Le tableau des médias goûtés par l’intelligentsia africaine ne serait pas complet sans l’évocation d’Africa Intelligence, regroupement, au sein d’Indigo Publications, de plusieurs lettres confidentielles dédiées à l’Afrique, dont La Lettre du continent, fondée par Antoine Glaser. Avec un modèle reposant intégralement sur l’abonnement payant, Africa Intelligence paraît à un rythme quotidien, du lundi au vendredi. Le titre s’intéresse « aux réseaux de pouvoir en Afrique dans les domaines économique, politique et diplomatique », note son rédacteur en chef Paul Deutschmann. Africa Intelligence emploie une vingtaine de journalistes, qui alimentent, à raison d’une dizaine d’articles par jour, cette publication organisée autour de rubriques sur la défense, l’énergie, les mines ou le négoce des matières premières. L’ambition est d’apporter une information exclusive et originale aux décideurs africains, avec une traduction pour les lecteurs anglophones.

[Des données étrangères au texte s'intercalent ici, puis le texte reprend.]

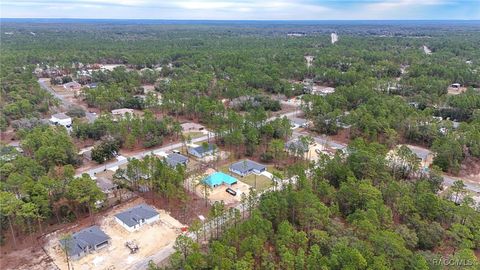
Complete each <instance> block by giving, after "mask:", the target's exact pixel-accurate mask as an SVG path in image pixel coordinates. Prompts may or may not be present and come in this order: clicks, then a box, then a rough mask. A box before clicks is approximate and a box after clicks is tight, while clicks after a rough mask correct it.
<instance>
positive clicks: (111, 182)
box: [95, 177, 118, 198]
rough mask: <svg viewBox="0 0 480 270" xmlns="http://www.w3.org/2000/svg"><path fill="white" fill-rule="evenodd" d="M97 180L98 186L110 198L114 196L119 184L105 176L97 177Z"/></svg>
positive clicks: (102, 191)
mask: <svg viewBox="0 0 480 270" xmlns="http://www.w3.org/2000/svg"><path fill="white" fill-rule="evenodd" d="M95 182H97V186H98V188H100V190H101V191H102V192H103V193H104V194H105V195H107V197H108V198H111V197H113V195H114V194H113V192H114V191H115V190H116V189H117V188H118V185H117V184H115V183H113V181H112V180H110V179H107V178H105V177H96V179H95Z"/></svg>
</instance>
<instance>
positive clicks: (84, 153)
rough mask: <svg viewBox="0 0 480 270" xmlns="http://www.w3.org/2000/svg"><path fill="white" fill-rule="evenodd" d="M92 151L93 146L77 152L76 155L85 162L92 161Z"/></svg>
mask: <svg viewBox="0 0 480 270" xmlns="http://www.w3.org/2000/svg"><path fill="white" fill-rule="evenodd" d="M92 150H93V146H90V147H85V148H83V149H81V150H80V151H78V155H79V156H80V157H81V158H85V159H87V160H92Z"/></svg>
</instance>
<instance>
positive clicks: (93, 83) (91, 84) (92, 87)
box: [87, 83, 98, 89]
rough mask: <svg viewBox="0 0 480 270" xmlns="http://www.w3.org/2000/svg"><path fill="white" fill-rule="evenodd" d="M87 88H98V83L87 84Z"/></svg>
mask: <svg viewBox="0 0 480 270" xmlns="http://www.w3.org/2000/svg"><path fill="white" fill-rule="evenodd" d="M87 87H88V88H90V89H92V88H97V87H98V83H89V84H87Z"/></svg>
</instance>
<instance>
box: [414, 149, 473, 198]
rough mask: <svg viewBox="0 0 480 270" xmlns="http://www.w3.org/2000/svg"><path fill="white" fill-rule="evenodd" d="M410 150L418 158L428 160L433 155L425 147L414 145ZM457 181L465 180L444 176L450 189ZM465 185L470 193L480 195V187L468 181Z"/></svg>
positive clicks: (464, 182) (454, 177) (453, 177)
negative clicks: (417, 157) (473, 193)
mask: <svg viewBox="0 0 480 270" xmlns="http://www.w3.org/2000/svg"><path fill="white" fill-rule="evenodd" d="M408 148H410V149H411V150H412V151H413V152H414V153H415V154H416V155H417V156H418V157H420V158H422V159H426V158H427V156H429V155H431V154H432V151H430V150H429V149H427V148H423V147H419V146H413V145H408ZM457 180H463V179H460V178H456V177H452V176H448V175H445V174H444V175H443V184H444V185H445V186H449V187H450V186H452V185H453V183H454V182H455V181H457ZM463 183H464V184H465V188H466V189H468V190H470V191H473V192H476V193H480V185H478V184H475V183H471V182H468V181H466V180H463Z"/></svg>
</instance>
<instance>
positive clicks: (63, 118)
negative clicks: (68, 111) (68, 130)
mask: <svg viewBox="0 0 480 270" xmlns="http://www.w3.org/2000/svg"><path fill="white" fill-rule="evenodd" d="M49 121H50V123H51V124H52V125H56V126H58V125H60V126H64V127H66V128H67V129H69V128H71V127H72V118H71V117H70V116H68V115H66V114H64V113H56V114H54V115H52V116H51V117H50V120H49Z"/></svg>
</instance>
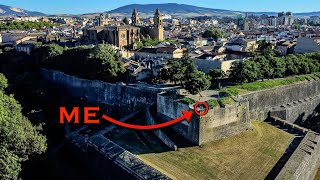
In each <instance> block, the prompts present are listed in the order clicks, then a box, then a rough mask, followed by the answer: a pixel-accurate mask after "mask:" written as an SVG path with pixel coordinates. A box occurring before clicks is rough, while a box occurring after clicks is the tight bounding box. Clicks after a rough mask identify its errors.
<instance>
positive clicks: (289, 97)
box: [241, 80, 320, 120]
mask: <svg viewBox="0 0 320 180" xmlns="http://www.w3.org/2000/svg"><path fill="white" fill-rule="evenodd" d="M319 94H320V80H312V81H304V82H301V83H297V84H292V85H287V86H279V87H275V88H271V89H266V90H261V91H256V92H251V93H248V94H244V95H241V96H242V97H244V98H246V99H247V100H248V101H249V111H250V119H256V120H264V119H266V118H267V117H268V112H269V109H270V108H271V107H274V106H281V105H285V104H288V103H291V102H294V101H299V100H302V99H306V98H309V97H315V96H317V95H319Z"/></svg>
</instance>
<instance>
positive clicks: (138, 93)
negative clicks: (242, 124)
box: [42, 69, 165, 112]
mask: <svg viewBox="0 0 320 180" xmlns="http://www.w3.org/2000/svg"><path fill="white" fill-rule="evenodd" d="M42 75H43V77H44V78H45V79H47V80H49V81H52V82H53V83H55V84H57V85H59V86H61V87H63V88H64V89H65V90H67V92H68V94H69V95H70V96H74V97H83V98H86V100H87V101H88V102H94V103H100V104H106V105H107V106H108V107H110V108H112V109H113V110H118V111H119V110H120V109H121V112H124V111H125V112H132V111H137V110H142V109H145V107H146V106H151V105H153V104H155V103H156V102H157V94H158V93H159V92H162V91H165V89H161V88H157V87H150V86H143V85H140V86H129V85H125V84H123V83H117V84H112V83H105V82H102V81H97V80H86V79H81V78H78V77H75V76H70V75H67V74H64V73H63V72H60V71H54V70H46V69H43V70H42Z"/></svg>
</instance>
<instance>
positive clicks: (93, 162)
mask: <svg viewBox="0 0 320 180" xmlns="http://www.w3.org/2000/svg"><path fill="white" fill-rule="evenodd" d="M82 131H84V132H85V131H86V127H84V128H80V129H78V130H76V131H74V132H72V133H70V134H67V135H66V138H67V141H68V142H69V143H67V145H66V149H65V150H66V151H71V152H70V153H69V154H71V155H72V156H73V157H72V158H73V159H75V161H77V163H79V164H83V165H84V166H85V167H86V168H87V170H89V171H92V178H93V179H164V180H167V179H168V180H169V179H170V178H169V177H168V176H166V175H164V174H162V173H161V172H160V171H158V170H156V169H154V168H153V167H151V166H149V165H147V164H146V163H144V162H143V161H142V160H140V159H139V158H137V157H136V156H135V155H133V154H132V153H130V152H129V151H127V150H125V149H123V148H122V147H120V146H119V145H117V144H116V143H114V142H112V141H110V140H109V139H107V138H106V137H104V135H103V134H102V133H99V132H98V133H97V134H96V135H93V136H91V137H90V136H89V135H87V134H83V132H82Z"/></svg>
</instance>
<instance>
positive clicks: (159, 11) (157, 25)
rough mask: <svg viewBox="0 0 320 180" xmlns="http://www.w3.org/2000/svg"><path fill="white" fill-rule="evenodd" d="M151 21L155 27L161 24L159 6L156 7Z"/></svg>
mask: <svg viewBox="0 0 320 180" xmlns="http://www.w3.org/2000/svg"><path fill="white" fill-rule="evenodd" d="M153 21H154V26H155V27H157V26H162V17H161V13H160V9H159V8H157V10H156V13H155V14H154V18H153Z"/></svg>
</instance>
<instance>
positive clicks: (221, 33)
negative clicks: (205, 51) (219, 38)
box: [202, 28, 224, 39]
mask: <svg viewBox="0 0 320 180" xmlns="http://www.w3.org/2000/svg"><path fill="white" fill-rule="evenodd" d="M223 36H224V32H223V31H222V30H221V29H217V28H211V29H208V30H206V31H205V32H204V33H203V34H202V37H204V38H213V39H218V38H223Z"/></svg>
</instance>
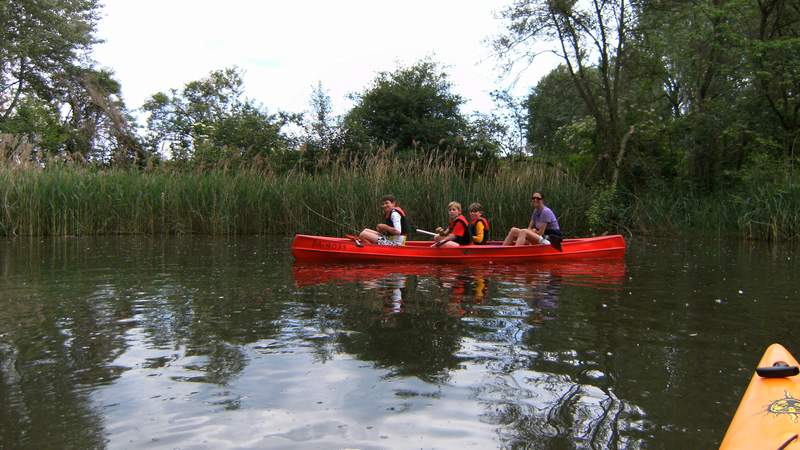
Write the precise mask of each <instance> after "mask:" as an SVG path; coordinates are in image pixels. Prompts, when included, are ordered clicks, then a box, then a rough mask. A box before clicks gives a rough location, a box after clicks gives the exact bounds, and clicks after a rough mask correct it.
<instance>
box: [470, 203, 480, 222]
mask: <svg viewBox="0 0 800 450" xmlns="http://www.w3.org/2000/svg"><path fill="white" fill-rule="evenodd" d="M482 215H483V207H482V206H481V204H480V203H478V202H475V203H473V204H471V205H469V218H470V219H472V220H475V219H477V218H479V217H481V216H482Z"/></svg>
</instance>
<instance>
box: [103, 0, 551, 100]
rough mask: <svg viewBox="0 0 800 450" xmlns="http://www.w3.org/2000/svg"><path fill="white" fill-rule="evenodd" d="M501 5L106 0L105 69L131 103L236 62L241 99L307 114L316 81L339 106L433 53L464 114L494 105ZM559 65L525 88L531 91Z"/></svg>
mask: <svg viewBox="0 0 800 450" xmlns="http://www.w3.org/2000/svg"><path fill="white" fill-rule="evenodd" d="M506 3H507V2H506V1H501V0H492V1H475V2H464V1H456V0H439V1H424V0H407V1H405V2H388V1H383V0H373V1H344V0H342V1H313V0H295V1H293V2H270V1H247V0H230V1H226V2H221V1H210V0H195V1H187V0H167V1H164V0H158V1H156V0H138V1H135V2H133V1H130V0H106V2H105V8H104V18H103V20H102V21H101V23H100V27H99V30H98V35H99V37H100V38H102V39H105V41H106V42H105V43H104V44H101V45H99V46H98V47H97V49H96V52H95V56H96V58H97V60H98V62H99V63H100V65H102V66H105V67H109V68H111V69H113V70H114V71H115V72H116V76H117V78H118V79H119V80H120V81H121V83H122V88H123V95H124V97H125V100H126V102H127V104H128V106H129V107H132V108H138V107H140V106H141V105H142V103H143V102H144V100H145V99H146V98H147V97H148V96H150V95H152V94H154V93H155V92H158V91H164V90H168V89H170V88H180V87H182V86H183V85H184V84H185V83H187V82H188V81H191V80H196V79H199V78H202V77H204V76H206V75H207V74H208V73H209V72H211V71H212V70H216V69H221V68H224V67H229V66H233V65H236V66H239V67H240V68H242V69H243V70H244V71H245V92H246V95H247V96H248V97H250V98H253V99H255V100H257V101H259V102H261V103H262V104H263V105H264V106H266V107H267V108H269V110H270V111H273V112H274V111H276V110H284V111H291V112H301V111H303V110H306V109H307V108H308V100H309V98H310V95H311V90H312V87H313V86H315V85H316V84H317V82H318V81H321V82H322V84H323V87H324V88H325V89H326V90H328V92H329V94H330V96H331V99H332V102H333V106H334V110H335V111H336V112H337V113H342V112H345V111H346V110H347V109H348V108H349V107H350V106H351V104H350V102H349V100H347V95H348V94H349V93H353V92H359V91H362V90H363V89H364V88H365V87H367V85H368V84H369V83H370V81H371V80H373V79H374V77H375V75H376V74H377V73H378V72H379V71H390V70H393V69H394V68H395V67H396V66H397V63H401V64H411V63H413V62H416V61H418V60H420V59H422V58H424V57H426V56H433V59H434V60H436V61H439V62H441V63H443V64H444V65H445V66H446V67H447V71H448V73H449V74H450V79H451V81H452V82H453V89H454V91H455V92H456V93H458V94H460V95H462V96H463V97H464V98H466V99H467V100H469V103H468V104H467V105H466V110H467V111H472V110H480V111H488V110H490V109H491V108H492V104H491V100H490V98H489V92H491V91H492V90H495V89H498V88H500V87H504V86H506V85H507V84H508V81H505V82H501V81H498V80H497V75H498V72H497V71H496V70H495V67H496V61H495V60H494V59H492V58H491V54H490V53H491V52H490V49H489V46H488V44H486V43H485V41H486V40H487V39H489V38H491V37H492V36H493V35H495V34H497V32H498V31H499V29H500V28H499V27H500V26H501V24H500V22H499V21H497V20H495V19H494V12H495V11H497V10H499V9H501V8H502V7H504V6H505V4H506ZM552 66H553V65H552V63H550V64H543V65H537V67H536V68H535V70H530V71H529V73H526V76H525V78H524V79H523V80H522V81H521V82H520V83H518V85H517V86H516V89H515V93H517V94H518V95H521V94H524V93H525V92H527V90H528V88H529V87H530V86H531V85H532V84H533V83H535V81H536V80H537V79H538V78H539V77H540V76H542V75H543V74H544V73H546V72H547V71H548V70H549V68H550V67H552Z"/></svg>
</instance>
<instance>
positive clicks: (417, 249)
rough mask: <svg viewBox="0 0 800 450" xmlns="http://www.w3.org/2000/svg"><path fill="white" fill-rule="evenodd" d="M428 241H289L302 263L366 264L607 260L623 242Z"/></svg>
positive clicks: (347, 239)
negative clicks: (549, 243) (476, 242)
mask: <svg viewBox="0 0 800 450" xmlns="http://www.w3.org/2000/svg"><path fill="white" fill-rule="evenodd" d="M430 245H431V241H411V242H408V243H407V245H405V246H403V247H389V246H381V245H369V244H367V245H364V246H363V247H358V246H357V245H356V244H355V242H353V241H352V240H350V239H347V238H336V237H327V236H310V235H303V234H298V235H296V236H295V238H294V241H293V242H292V255H293V256H294V257H295V260H297V261H303V262H312V261H313V262H366V261H385V262H397V261H409V262H410V261H425V262H462V261H491V262H502V261H508V262H512V261H539V260H547V261H554V260H567V259H577V258H591V257H608V256H615V255H624V254H625V239H623V237H622V236H620V235H613V236H600V237H593V238H583V239H565V240H564V241H563V242H562V244H561V247H562V250H563V251H561V252H559V251H558V250H556V249H554V248H553V247H552V246H549V245H526V246H521V247H514V246H509V247H505V246H502V245H466V246H462V247H455V248H441V247H431V246H430Z"/></svg>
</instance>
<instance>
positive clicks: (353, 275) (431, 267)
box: [293, 257, 644, 448]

Ancien de Carat et de Canal+ dont il dirigeait naguère les antennes en Afrique, René Saal a monté en 2016, avec son fils Pierre, une plateforme d’informations sur les médias, la communication et le digital en Afrique, Adweknow. Ce site publie chaque semaine des informations sur ce secteur d’activité, comblant un manque criant dans ce domaine et faisant d’Adweknow « l’équivalent d’un Stratégies » en Afrique, selon son fondateur. L’accès est gratuit, l’économie de l’ensemble reposant sur la publication de guides recensant les acteurs du secteur. Après un premier ouvrage sur les agences de communication et les chaînes TV, le dernier-né est un guide de la production audiovisuelle et cinématographique en Afrique francophone. Il a été présenté le 12 octobre lors d’une table ronde à Abidjan et il est commercialisé au tarif de 99 euros.